Mia sorella Miyako, dalla camera da letto, chiamò il mio nome ad alta voce: voleva uscire a giocare. Attraversai il lungo corridoio e giunsi da lei, trovandola ancora abbandonata e sognante sul futon. La coperta, stropicciata, le aderiva al corpo ed alle gambe come una seconda pelle, abbondante e flaccida. Strabuzzando gli occhi non ancora abituati alla luce, indicò un punto esterno alla nostra casa, oltre la finestra.
"Andiamo".
Guardai fuori e non pioveva. Anzi, qualche raggio di sole arrivava fino a noi, illuminando il pulviscolo atmosferico, rendendosi visibile.
Per me fu una magia: dietro casa, pur udendo i tuoni, s'intravedeva un timido sole, mentre davanti pioveva intensamente. Corsi avanti ed indietro, eccitato ed incredulo, dalla cucina alla camera da letto e vicersa: e sempre trovavo, alternativamente, pioggia e non pioggia, pioggia e non pioggia. E ad ogni conferma la mia gioia di bambino aumentava. Durò un minuto, forse meno, poi il maltempo ebbe la meglio su tutta la nostra casa, ed io e Miyako non trovammo nulla di meglio da fare che leggerci vicendevolmente delle antiche favole tradizionali, stesi sul futon.
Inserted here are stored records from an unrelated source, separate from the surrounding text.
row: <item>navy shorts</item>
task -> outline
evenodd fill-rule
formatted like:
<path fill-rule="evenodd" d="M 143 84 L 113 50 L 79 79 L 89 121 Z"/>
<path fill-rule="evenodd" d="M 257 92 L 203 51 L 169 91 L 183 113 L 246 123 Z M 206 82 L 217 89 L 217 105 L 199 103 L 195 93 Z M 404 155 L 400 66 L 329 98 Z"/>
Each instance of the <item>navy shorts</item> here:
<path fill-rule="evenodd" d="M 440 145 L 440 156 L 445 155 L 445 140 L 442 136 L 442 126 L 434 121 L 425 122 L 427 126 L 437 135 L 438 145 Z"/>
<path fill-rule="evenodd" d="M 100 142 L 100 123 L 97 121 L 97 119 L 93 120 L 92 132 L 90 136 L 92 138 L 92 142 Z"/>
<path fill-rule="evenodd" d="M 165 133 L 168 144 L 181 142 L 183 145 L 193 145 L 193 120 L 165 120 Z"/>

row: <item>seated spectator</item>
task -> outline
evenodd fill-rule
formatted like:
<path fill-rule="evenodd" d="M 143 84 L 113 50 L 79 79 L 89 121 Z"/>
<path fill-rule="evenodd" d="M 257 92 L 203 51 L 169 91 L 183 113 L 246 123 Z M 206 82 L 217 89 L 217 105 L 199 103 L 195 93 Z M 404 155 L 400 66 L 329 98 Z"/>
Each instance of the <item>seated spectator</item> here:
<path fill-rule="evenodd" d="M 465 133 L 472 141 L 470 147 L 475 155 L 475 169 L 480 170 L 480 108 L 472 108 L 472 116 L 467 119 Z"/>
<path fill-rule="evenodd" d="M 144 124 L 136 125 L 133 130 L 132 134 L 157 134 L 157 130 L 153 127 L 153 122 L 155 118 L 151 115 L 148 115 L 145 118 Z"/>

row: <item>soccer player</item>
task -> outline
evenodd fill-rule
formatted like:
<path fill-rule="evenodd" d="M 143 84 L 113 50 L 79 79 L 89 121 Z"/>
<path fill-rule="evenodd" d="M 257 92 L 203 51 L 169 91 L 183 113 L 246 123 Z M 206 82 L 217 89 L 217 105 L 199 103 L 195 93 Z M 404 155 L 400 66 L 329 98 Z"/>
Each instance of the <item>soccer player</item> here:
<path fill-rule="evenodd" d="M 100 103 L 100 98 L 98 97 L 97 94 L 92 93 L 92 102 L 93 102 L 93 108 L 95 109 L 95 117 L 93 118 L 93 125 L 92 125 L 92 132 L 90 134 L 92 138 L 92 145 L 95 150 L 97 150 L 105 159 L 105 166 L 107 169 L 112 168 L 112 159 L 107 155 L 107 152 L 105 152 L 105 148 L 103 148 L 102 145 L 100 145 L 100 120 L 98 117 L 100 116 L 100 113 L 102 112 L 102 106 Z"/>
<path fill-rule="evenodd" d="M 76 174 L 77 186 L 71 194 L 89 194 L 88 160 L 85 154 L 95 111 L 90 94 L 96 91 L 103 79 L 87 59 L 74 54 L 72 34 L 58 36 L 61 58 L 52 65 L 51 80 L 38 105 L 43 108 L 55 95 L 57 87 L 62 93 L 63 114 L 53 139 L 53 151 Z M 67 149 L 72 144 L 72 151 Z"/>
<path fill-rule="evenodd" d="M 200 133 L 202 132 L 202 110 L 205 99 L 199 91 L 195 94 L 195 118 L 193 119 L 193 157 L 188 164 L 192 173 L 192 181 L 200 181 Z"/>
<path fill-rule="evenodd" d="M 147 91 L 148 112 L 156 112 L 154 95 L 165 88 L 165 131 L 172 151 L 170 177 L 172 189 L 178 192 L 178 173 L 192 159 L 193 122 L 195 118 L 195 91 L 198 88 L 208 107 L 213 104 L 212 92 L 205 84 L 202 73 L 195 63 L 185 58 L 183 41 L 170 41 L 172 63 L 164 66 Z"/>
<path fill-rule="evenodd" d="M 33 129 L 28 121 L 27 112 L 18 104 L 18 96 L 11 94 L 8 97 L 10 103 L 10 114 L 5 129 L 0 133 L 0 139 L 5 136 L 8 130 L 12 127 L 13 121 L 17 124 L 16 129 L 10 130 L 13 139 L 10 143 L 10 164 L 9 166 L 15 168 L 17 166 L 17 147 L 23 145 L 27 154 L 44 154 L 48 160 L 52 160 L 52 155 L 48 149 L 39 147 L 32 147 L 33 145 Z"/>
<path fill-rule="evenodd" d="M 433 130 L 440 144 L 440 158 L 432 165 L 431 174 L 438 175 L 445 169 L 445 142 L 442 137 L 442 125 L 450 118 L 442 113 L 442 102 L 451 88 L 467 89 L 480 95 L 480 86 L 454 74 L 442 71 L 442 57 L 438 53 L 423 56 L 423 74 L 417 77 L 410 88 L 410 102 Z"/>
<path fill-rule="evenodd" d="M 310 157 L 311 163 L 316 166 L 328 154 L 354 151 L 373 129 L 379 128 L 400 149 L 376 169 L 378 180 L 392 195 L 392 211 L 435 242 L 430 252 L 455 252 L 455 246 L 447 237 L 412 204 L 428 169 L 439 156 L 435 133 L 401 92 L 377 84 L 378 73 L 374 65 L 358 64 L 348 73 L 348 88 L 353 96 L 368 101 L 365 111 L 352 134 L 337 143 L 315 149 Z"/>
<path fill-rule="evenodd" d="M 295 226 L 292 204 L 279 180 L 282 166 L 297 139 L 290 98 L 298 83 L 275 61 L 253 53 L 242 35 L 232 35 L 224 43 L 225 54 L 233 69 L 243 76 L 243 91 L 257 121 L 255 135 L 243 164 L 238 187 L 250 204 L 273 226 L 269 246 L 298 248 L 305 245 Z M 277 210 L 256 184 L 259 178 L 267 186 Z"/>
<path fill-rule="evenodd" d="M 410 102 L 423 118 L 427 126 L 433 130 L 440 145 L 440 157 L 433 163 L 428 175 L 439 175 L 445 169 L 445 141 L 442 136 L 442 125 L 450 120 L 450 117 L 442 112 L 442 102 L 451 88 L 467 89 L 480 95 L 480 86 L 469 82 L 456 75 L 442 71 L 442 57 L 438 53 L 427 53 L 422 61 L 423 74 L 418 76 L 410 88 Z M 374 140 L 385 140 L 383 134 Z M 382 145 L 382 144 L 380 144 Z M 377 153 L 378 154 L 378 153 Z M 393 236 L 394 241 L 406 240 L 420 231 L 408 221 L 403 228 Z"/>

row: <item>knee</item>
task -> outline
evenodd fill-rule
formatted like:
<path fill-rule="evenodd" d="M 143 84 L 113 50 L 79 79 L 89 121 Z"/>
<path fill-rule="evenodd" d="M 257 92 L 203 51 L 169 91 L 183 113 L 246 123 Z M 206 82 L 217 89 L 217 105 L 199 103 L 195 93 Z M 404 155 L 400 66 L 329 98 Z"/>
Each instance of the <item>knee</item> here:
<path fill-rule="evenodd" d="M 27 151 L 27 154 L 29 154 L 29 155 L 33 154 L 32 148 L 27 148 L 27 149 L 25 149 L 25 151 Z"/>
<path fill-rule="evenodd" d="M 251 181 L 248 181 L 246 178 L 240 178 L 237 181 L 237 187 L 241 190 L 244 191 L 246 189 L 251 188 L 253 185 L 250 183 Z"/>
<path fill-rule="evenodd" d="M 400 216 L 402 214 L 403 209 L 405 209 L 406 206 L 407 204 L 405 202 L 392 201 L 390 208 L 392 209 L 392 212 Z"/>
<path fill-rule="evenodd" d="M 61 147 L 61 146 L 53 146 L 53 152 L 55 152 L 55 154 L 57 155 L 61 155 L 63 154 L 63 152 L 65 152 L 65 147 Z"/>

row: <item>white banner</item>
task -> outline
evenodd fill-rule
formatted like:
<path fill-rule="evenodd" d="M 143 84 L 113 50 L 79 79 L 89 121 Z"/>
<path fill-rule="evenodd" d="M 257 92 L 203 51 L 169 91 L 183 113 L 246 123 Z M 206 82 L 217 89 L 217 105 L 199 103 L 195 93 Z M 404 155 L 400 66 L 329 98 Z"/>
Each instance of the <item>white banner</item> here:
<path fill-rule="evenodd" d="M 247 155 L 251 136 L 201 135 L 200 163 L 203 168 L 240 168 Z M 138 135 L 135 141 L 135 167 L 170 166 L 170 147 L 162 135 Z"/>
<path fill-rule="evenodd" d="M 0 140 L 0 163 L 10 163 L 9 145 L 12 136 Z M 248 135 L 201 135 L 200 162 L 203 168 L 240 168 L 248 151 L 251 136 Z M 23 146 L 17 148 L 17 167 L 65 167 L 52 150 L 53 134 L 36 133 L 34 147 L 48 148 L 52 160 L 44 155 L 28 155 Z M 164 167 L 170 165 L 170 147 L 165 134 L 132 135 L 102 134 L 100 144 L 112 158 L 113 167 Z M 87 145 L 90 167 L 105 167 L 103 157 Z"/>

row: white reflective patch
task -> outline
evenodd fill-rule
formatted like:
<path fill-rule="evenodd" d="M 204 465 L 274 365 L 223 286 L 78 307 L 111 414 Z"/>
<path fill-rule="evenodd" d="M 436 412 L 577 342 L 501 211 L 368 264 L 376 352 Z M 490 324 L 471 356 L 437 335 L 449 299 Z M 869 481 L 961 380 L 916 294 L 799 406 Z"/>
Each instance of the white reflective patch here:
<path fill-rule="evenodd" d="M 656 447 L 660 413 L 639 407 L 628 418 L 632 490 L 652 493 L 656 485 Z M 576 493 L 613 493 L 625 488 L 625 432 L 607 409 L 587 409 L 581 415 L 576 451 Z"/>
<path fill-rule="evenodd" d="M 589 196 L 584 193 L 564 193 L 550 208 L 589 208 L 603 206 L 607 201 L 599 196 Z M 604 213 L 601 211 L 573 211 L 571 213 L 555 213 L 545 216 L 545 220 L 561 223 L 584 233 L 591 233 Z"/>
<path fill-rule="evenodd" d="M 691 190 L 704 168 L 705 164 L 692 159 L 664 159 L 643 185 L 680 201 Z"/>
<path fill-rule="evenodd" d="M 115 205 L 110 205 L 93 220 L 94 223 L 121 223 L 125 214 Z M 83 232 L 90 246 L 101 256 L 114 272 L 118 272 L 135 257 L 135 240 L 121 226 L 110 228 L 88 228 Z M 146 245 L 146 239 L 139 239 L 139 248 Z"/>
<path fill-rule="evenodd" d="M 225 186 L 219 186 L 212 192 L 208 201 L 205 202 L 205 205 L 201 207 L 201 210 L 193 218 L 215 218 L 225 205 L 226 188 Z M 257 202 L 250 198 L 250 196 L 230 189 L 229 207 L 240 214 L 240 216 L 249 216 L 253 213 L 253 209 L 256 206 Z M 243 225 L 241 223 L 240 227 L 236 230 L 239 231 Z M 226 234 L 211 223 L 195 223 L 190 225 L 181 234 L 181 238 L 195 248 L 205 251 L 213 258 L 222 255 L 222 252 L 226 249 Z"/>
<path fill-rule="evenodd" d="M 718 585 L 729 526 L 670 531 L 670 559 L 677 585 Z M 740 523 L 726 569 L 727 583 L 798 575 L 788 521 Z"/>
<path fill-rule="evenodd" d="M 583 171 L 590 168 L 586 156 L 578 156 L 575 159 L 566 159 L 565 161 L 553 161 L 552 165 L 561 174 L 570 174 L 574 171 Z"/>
Non sapevo che, di lì a poco, non avrei più rivisto la mia amata sorella.
La casa venne demolita 5 anni dopo, rimipiazzata da un condominio a tre piani.
Sono passati sessant'anni da quell'episodio, che rimane l'unico vivido ricordo di quella vecchia abitazione dove trascorsi buona parte dell'infanzia. Ed in sessant'anni non ho più rivisto quello che allora chiamai "il miracolo della pioggia".
Fuori dalla finestra, il nano ed il suo amico seguitavano a spingere, contrariati, il cavallo.